Back when I was writing Rhymes with Ranga, I had a lot of random, crazy thoughts. I was in college and literally did nothing all day but think of ridiculous shit. I feel like I lost that when I started working, but I want to get back to it. Tweeting, and starting weird hypothetical arguments with my friends and then writing about it. I looked back at some of my old drafts from a few years ago and added them here. I also sprinkled in some of my modern day thoughts:
- Why hasn’t a comedy movie ever won an Oscar for Best Picture? Has one ever even been nominated? I know the “academy” is super stuffy and ritzy art people who think silent films are a god send. But, has anyone ever been in an Academy Board Room meeting and been like “Hey guys, I thought Superbad was pretty good.” He would get kicked out immediately.
- I knew I officially became a grown up when I went into a ski house for the weekend and realized the bottom bunk is way more convenient
- You know what’s hilarious about growing up and becoming an adult? We still have firedrills. Like you’d think by the time you’re 18, you’d realize fire drills don’t do shit. Even when I was like 10 years old at school during firedrills, I was like “Yeah, this isn’t going to do shit if a fire ever actually happens. “OK EVERYONE THERE IS A FIRE SO LET’S GET IN AN ORDERLY SINGLE-FILE LINE IN ALPHABETICAL ORDER. NO TOMMY YOUR LAST NAME STARTS WITH AN S YOU HAVE TO GO BEHIND JESSICA. OK AND WE’RE GOING TO “WALK” DOWN THE HALLW… TOMMY NO RUNNING!” I swear to God, I once got detention for running during a fire drill. For running! During a FIRE! I was like, if anything Mrs. Durkin, I demonstrated perfect firedrill behavior. I didn’t say that, because I was 11. But it would’ve been cool if I did. All I’m saying is fire drills are stupid. So are seat belts on airplanes.
- Hey I have a question. Why do we translate country names into English? Like who decided to call that it Germany? That shit’s called fucking Deutschland, where the hell did we get “Germany” from? You know? It’s not even remotely close.
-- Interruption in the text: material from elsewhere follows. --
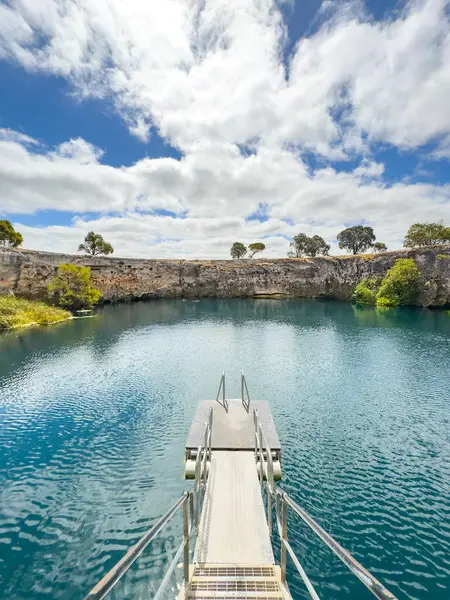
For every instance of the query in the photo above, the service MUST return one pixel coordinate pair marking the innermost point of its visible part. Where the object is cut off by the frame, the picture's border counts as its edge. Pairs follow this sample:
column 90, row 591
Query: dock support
column 283, row 538
column 186, row 544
- The other night my friend gave me shit for drinking a beer with a straw. I don’t understand why that was looked down upon. At a bar, that’s different. But if I’m at the Knicks game, or on the train home from work, and a straw is an option? Hell yeah I’m gonna drink my beer with a straw. You kidding? It goes down faster, it’s cleaner, and you don’t have to raise your arm all the way up to your face. That’s 3 pros and 0 cons. Yeah, you look like a pussy – but it’s practical is all I’m trying to say. We should really change the way we view straws as a society.I also think wine should come in Capri Sun packets. But that’s a different discussion for a different time.
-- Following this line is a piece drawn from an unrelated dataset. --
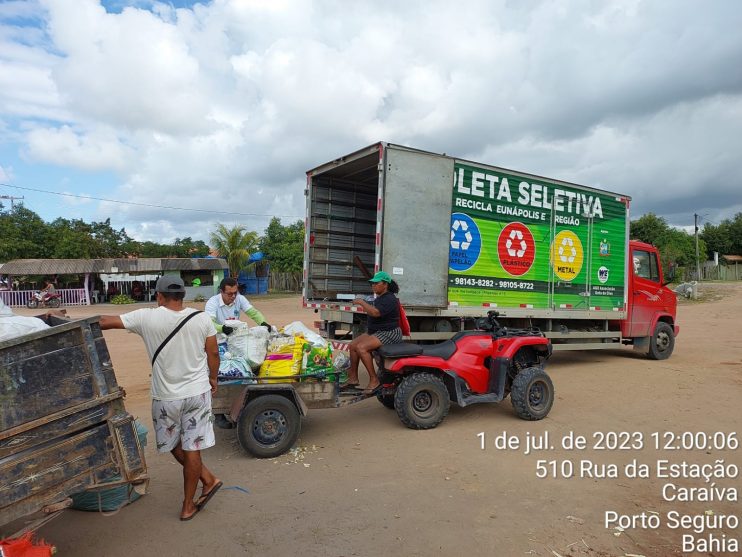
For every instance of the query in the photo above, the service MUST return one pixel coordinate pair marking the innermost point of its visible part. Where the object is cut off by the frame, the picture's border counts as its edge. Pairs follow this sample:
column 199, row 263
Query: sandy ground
column 362, row 484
- The amount of people who talk to themselves in New York City is insane. Like statiscally it should be way lower. I probably see like 6 people a day who are talking to themselves – that’s how many you should see in like a decade. And it’s not even crazy homeless people or crackheads, it’s normal people like in the deli or in the elevator or on the subway. What is this city doing to people?
- It must have been so nice to be a scientist back in like the 1600’s. You could have just observed the most obvious thing that no one noticed yet and just slap your name on it, and boom, your famous for having a “theory.” Ever heard of the Doppler Effect? You know the sound cars makes when they pass by you? Yeah, this guy just said, “Hey, the sound gets louder as it comes closer to you!” Slapped his name on it and now he’s in every textbook. Then again, Galileo was like “Yo, we revolve around the sun” and everyone was like “SATAN!!! KILL HIM!” So maybe it wasn’t so easy back then. What do I know?
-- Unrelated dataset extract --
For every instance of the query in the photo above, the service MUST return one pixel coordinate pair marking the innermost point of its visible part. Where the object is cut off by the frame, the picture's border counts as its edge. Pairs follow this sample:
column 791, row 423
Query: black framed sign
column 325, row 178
- I’ve completely changed my views on the whole “Merry Christmas” vs. “Happy Holidays” argument. When I was young and naive I thought everyone should say Merry Christmas. I don’t know why, but I did. In the past few years I started saying “Happy Holidays” because hey, what’s the big fucking deal? I don’t wanna upset anyone. We should all be happy and nice. But recently I was at the grocery store and some guy says to me in the most obnoxious tone “Hey! Merry Christmas” and gives me a wink and a look that says “Am I right???” Like, he was saying “Hey, us Christians gotta stand together and not give in to this politically correct bullshit.” And that’s when I was like, you know what? Fuck those people. Because if I was on the other side, I wouldn’t be offended by someone saying that to me, and it never was that way. But now, since it’s become such a larger subject, those people who INSIST on saying Merry Christmas are just assholes. Psst… our President.
- One thing we all have in common as human beings – no matter where you go in any corner of the world. We all will give the same answer when asked the definition of a noun.
- Alright someone’s gotta say it. Chocolate ice cream tastes nothing like chocolate.